As the president and both houses of Congress move toward final negotiations on a tax-cut bill, let's not forget that this ought to be a sideshow. The main event is a balanced budget plan that has some hope of extending fiscal responsibility well into the next century.
That overriding goal has never been well served by a tax-cutting derby. But tax cutting is on a bipartisan roll of sorts, and the chief concern has to be selecting those reductions least likely to balloon future deficits and most likely to serve the ends of social justice and economic growth.
Those criteria argue for making the $500 per child tax credit available to a wider range of low-income Americans. While their federal income-tax liability may be minimal, they pay substantial amounts in Social Security and payroll taxes, and their economic need is clear. The administration is right to push for greater eligibility.

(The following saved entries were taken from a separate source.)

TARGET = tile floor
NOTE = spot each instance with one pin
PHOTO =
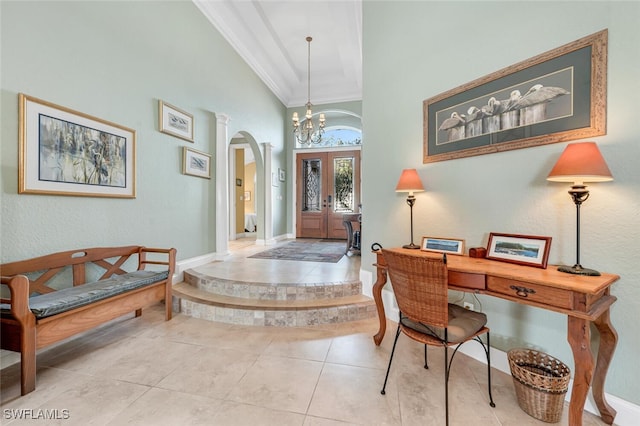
(187, 371)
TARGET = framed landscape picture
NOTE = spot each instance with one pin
(66, 152)
(442, 245)
(521, 249)
(558, 96)
(174, 121)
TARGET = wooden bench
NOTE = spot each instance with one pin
(51, 300)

Arguments of equity also figure in the capital-gains arena. Tax breaks on the sale of assets unquestionably benefit the wealthy disproportionately. But such reductions also reward investment and stimulate economic activity. And with millions of middle-income Americans owning stock - as well as owning a home - capital-gains reductions bring smiles not just to the very well-off. But indexing capital-gains taxes to inflation in future years, as the House proposes, goes too far. That proposal would help bust a balanced budget and should be jettisoned.
The college tuition tax credits should help the nation make a crucial investment in education. The proposed reduction in the inheritance tax is positive, particularly as applied to family-owned businesses and farms.
All these elements have to mesh with tough decisions on the spending side. Last week's bipartisan move toward reining in Medicare was laudable. We hope there's more to come.